By Elizabeth DeFrance

On July 13, 2015 the Fourth Circuit issued a published opinion in the criminal case United States v. McRae.  The issue before the Court was whether the district court improperly categorized the appellant’s pro se motion as an impermissible successive habeas petition. However, the threshold issue was whether the Court was required to obtain a Certificate of Appealability (COA) before it could review the district court’s categorization of the appellant’s motion.

McRae Claims his Motion was Improperly Categorized

Madison Duane McRae (McRae) was convicted of four drug-related charges in 2005. He unsuccessfully filed a habeas petition under 28 U.S.C. § 2255 in 2008. He later filed the motion at issue in this case, titled “Motion for Relief from Judgment 60(b)(1)(3)(6).”  In this motion, McRae alleged the district court made five errors in its  § 2255 proceedings. The district court held that the motion was a successive § 2255 motion and dismissed it for lack of subject-matter jurisdiction because McRae did not first get a COA as required under 28 U.S.C. § 2244(b)(3). The district court declined to issue a COA. McRae appealed and claims that the district court erred by not treating his motion as a mixed 60(b)/ § 2255. He also argued that the circuit court could review this issue without first obtaining a COA.

COA is Not Required for a “True 60(b)”

A 60(b) motion that challenges a defect in a federal court’s habeas proceedings rather than the court’s conclusion based on the merits is a “true 60(b) motion” and does not require a COA.

The Court Follows Gonzales and Harbison

The Court looked to the Supreme Court’s decision in Gonzalez v.

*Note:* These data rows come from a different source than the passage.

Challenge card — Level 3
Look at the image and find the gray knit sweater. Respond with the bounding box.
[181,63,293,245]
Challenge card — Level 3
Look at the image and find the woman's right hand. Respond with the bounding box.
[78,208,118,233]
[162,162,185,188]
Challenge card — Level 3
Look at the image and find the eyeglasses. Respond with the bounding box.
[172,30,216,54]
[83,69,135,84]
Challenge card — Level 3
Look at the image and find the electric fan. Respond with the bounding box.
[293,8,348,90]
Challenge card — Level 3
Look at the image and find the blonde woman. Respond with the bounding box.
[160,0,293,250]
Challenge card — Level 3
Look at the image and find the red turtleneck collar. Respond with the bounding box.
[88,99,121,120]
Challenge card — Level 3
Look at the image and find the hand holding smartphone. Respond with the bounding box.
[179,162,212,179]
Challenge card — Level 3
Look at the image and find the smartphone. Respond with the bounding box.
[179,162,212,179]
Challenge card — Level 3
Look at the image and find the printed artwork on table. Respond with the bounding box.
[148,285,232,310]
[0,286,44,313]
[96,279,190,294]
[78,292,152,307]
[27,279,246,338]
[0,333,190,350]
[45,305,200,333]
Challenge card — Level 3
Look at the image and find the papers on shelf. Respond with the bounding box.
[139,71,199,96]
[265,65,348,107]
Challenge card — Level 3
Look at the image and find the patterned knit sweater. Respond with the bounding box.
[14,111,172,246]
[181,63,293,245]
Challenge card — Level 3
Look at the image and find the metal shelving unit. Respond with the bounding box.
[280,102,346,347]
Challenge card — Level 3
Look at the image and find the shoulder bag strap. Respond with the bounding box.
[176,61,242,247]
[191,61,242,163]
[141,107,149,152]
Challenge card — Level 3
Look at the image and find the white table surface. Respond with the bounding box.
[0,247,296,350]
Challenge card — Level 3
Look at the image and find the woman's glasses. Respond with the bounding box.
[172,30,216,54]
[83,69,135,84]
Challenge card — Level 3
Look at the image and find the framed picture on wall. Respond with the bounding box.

Crosby, in which it held that a 60(b) motion must be treated distinctly from a successive habeas motion because of the “unquestionably valid role” they play in habeas actions. The Court also followed reasoning from the Supreme Court decision in Harbison v. Bell that only a 60(b) motion “with a sufficient nexus to the merits of a habeas petition” should require a COA. Thus, the Court determined that denial of a 60(b) requires a COA because the district court necessarily considers the merits of the underlying habeas claim before denying the motion. However, dismissal of a 60(b) motion on jurisdictional grounds does not require a COA because it is far removed from a consideration of the merits of the habeas claim.

COA was Not Required and the 60(b) Claim Must be Considered on the Merits

The Court held that it did not need a COA before addressing whether the district court erred in categorizing McRae’s motion as a successive habeas petition.

The Court further held that when a motion contains both a 60(b) and a successive habeas claim, the district court must allow the petitioner the option to delete the improper claim and have the 60(b) claim decided on the merits. Because the district court was in the best position to judge the merits of McRae’s 60(b) claim, the Court reversed and remanded for further proceedings.

Circuit Judge Diana Gribbon Motz dissented because the majority’s holding departed from precedent.